In the process, they also sparked a holiday.
In honor of said Bastille Day, which is Sunday, I didn’t raid any fortress prisons or ignite any revolts this week, at least none that I’m aware of. But I did manage to cut quite a culinary swath through the Chicago French Market, a food-lovers’ paradise so exotic and eclectic that it’s completely unlike any other dining venue in the Windy City.
Located indoors beneath the Metra train terminal next to the Ogilvie Transportation Center in the West Loop, the Chicago French Market opened in December 2009 at 131 N. Clinton St., through the co-development of the Bensidoun family, which bills itself as the largest market operator in and around Paris since 1953, the Chicago French Market. It was designed as a playground for food enthusiasts to stroll about, sniff, sample and savor the offerings of two dozen food vendors.
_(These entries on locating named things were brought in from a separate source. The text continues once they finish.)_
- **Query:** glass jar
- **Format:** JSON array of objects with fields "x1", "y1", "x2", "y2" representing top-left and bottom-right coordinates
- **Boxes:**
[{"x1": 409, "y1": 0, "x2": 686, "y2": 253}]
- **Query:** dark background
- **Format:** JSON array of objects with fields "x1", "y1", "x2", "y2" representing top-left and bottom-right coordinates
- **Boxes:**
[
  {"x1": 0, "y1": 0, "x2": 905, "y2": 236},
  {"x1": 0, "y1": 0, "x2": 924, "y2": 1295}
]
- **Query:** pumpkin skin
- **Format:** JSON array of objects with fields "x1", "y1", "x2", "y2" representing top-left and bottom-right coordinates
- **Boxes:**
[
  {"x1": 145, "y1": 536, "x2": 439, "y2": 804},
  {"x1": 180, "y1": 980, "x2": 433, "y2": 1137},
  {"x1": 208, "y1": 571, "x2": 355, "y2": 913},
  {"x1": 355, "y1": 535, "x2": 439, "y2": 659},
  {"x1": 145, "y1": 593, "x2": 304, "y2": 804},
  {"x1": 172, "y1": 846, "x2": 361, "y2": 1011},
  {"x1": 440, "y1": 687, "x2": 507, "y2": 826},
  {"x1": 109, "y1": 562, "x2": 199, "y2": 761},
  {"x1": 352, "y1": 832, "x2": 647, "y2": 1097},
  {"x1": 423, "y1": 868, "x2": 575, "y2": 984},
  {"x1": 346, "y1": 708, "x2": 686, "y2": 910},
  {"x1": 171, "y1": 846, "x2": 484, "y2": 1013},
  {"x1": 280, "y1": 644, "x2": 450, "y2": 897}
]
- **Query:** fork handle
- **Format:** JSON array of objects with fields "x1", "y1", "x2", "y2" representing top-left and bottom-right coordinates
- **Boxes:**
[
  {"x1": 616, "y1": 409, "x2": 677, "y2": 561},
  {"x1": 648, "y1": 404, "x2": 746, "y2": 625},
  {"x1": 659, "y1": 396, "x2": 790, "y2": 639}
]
Since then it’s grown to become what Chicago Tribune food writer Kevin Pang calls “a quirky collective of food nerddom” with more than 30 vendors – including celebrity chef Stephanie Izard of Little Goat – hawking exotic fare ranging from spicy Vietnamese banh mi sandwiches to Montreal-style smoked pastrami and to Belgian fries and French cheese to much more.
“It’s the closest thing Chicago has to a food truck pod (see: Portland, Ore.), in the sense that small-batch producers specialize in one or two really well-done dishes,” Pang wrote. “Yes, it has ‘market’ in its name, and you can purchase fresh meats, cheeses and flowers to take home. But at heart, it is a glorified food court, and you can spend a day here hopping from stall to stall, eating yourself silly.”
I managed to do that myself this week, as I swung by the French Market twice for lunch. While strolling down aisles with names such as “Rue de Chicago,” “Rue de Paris” and “Boulevard Saint Germain,” I inhaled an intoxicating mix of aromas that leaps from baked goods (at Little Goat Bread) to grilled cheese and soup (at Spicy Monkey Soup Company) to beef stroganoff (at Wisma) to even flowers (at Les Fleurs) and soaps (at Abbey Brown Soap Artisan) all within just a few steps of each other.
On Tuesday, I chose to try a banh mi (like a sub sandwich) called “The Classic” ($7) that featured Vietnamese pork, American ham and French country pate to create a United Nations of flavors – with a spicy kick.
A day later, I returned to the Market to sample the specialty at Fumare Meats, which offers a nod to Schwartz’s Deli in Montreal with a truly amazing smoked pastrami on rye ($9) that’s spiced with cracked pepper and cloves as well as a crunchy roasted crust.
The patron ahead of me asked for Grey Poupon rather than yellow mustard for his pastrami on rye, prompting Fumare owner Dick McCracken to respond, “Do the yellow. Grey Poupon is too strong.” He then pointed at a black-and-white image of himself, his wife and William Shatner hanging above the counter and added, “See the photo? Shatner had the yellow.”
One can hardly argue with Captain Kirk (I didn’t). There’s also no arguing that the French Market is where any food lover should boldly go – and soon.